Avatar is for kids. É pras crianças. Eu, com certeza, não sou o público-alvo. Mas essa acaba sendo a grande virtude da série: ela sabe para quem se dirige. Avatar ainda se encaixa bem no que já esperamos de uma produção Netflix do gênero, mas também tem características que a fazem se diferenciar.

No geral, é uma produção de tom juvenil que entrega um entretenimento fantasioso, com aventura e efeitos visuais, e que deve agradar a quem curtia a querida série animada que lhe serviu de base, e consegue apagar um pouco do gosto ruim que a versão para o cinema deixou – O Último Mestre do Ar (2010), dirigido por M. Night Shyamalan na sua fase “operário de estúdio”.

ENROLAÇÃO CARA DA NETFLIX

A série conta a história do jovem Aang (vivido por Gordon Cormier). Ele é um “dobrador do ar”, ou seja, possui poderes ligados ao ar – no universo fantástico da série, as diferentes tribos possuem poderes sobre cada um dos quatro elementos, ar, fogo, terra e água. Mas Aang é também o Avatar, o raro individuo com poderes especiais que consegue dominar todos os elementos. Porém, logo após descobrir isso, sua nação é atacada e ele passa cerca de um século em hibernação. Quando é descoberto pelos jovens Katara (Kiawentiio) e Sokka (Ian Ousley), Aang resolve tentar unir o mundo em guerra e cumprir a função do Avatar. Ele e seus novos amigos começam a ser perseguidos, enquanto o herói tenta lidar com seus poderes e iniciar seu treinamento.

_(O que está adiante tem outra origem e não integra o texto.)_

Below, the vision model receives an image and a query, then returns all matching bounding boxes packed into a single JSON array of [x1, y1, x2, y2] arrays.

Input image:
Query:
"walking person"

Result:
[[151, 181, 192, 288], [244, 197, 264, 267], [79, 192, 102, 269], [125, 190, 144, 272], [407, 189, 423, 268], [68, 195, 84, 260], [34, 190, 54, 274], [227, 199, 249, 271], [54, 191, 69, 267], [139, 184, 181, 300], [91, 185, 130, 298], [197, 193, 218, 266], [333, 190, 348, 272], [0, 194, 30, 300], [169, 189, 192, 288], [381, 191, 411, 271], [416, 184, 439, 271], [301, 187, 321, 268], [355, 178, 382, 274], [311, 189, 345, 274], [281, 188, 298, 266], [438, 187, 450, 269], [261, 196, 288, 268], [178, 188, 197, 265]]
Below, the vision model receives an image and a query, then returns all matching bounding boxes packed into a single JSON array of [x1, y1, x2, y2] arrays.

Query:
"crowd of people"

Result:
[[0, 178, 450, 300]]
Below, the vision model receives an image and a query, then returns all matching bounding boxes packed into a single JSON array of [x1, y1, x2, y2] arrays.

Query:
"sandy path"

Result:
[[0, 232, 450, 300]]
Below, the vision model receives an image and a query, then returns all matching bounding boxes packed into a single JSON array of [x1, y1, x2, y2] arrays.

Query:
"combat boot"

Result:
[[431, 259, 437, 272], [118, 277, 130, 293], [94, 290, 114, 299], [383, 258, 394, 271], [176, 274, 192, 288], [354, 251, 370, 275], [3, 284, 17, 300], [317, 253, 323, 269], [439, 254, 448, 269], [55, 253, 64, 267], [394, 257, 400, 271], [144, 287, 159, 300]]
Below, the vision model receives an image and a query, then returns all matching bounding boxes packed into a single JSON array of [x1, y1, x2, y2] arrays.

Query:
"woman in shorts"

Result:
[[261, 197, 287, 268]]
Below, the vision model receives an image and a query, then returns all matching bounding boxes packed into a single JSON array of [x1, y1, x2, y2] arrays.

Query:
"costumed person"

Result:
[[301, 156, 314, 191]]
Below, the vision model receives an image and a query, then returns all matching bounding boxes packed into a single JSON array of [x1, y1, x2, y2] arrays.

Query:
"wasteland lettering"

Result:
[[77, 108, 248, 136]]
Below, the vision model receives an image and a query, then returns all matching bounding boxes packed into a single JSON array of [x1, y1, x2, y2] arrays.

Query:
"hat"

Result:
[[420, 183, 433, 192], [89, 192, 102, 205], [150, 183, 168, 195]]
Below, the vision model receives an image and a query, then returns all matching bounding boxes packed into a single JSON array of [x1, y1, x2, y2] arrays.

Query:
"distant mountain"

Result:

Não assisti à série animada, então não posso comparar. Mas a série atual ganha pontos imediatos sobre o malfadado filme por possuir um elenco realmente diverso e desenvolver melhor suas situações. Os produtores Albert Kim, Michael Goi e Dan Lin, entre outros, se esforçam para colocar na tela uma aventura empolgante e desenvolver seus personagens. Não conseguem de fato, mas, pelo menos, os episódios são movimentados – embora não consigam evitar de todo a sensação de “encheção de linguiça” comum a muitas séries da Netflix. Afinal, se Aang dominasse rapidamente seus poderes, acabaria com todo o problema de seu reino em dois episódios.

VISUAL IMPECÁVEL PARA DIREÇÃO PRECÁRIA

O que ajuda bastante Avatar: O Último Mestre do Ar são suas qualidades técnicas. Os episódios têm uma fotografia vibrante, com cores fortes e os cenários – muitos deles estendidos com computação gráfica – às vezes impressionam. Aliás, em se tratando dos efeitos, para quem viu The Witcher ou Cursed, é notável observar como em Avatar a Netflix abriu mais a torneira do orçamento para colocar na tela algo com real qualidade cinematográfica de produção. Stranger Things à parte, Avatar: O Último Mestre do Ar é o raro produto de fantasia Netflix que não passa vergonha no quesito efeitos visuais.

Infelizmente, por outro lado, os roteiros e as atuações puxam o seriado para baixo. Mesmo com a simpatia do elenco, os jovens atores simplesmente não dão conta do que é exigido deles, e a série fica com um aspecto de “evento de cosplay” em vários momentos. Além disso, os diálogos com frases de autoajuda, que são frequentes, não ajudam os intérpretes. Até alguns veteranos da telinha, como Daniel Dae Kim e Ken Leung – curiosamente, os dois estiveram em Lost – parecem engessados em cena.

Bem, quando todas as atuações de um elenco são uniformemente fracas, a culpa é mais da direção do que propriamente dos atores…

Ainda assim, é preciso dizer que Avatar não chega de fato a ser ruim. Nos dois últimos episódios da temporada, a série dá uma melhoradinha e a produção como um todo pode ser classificada como simpática – é mais do que se pode dizer de muitos dos produtos plastificados da Netflix. Mas o carisma de um elenco, um inspirado design de produção e efeitos de primeira só podem carregar um seriado até certo ponto.

No entanto, talvez nada disso importe para o público-alvo: recentemente, One Piece, outra adaptação live-action de um anime querido do público, fez muito sucesso no streaming. Não cheguei a conferir, mas essa parece ser uma tendência para a Netflix nos próximos anos. E se é tendência, significa que muita gente gosta. Principalmente as crianças.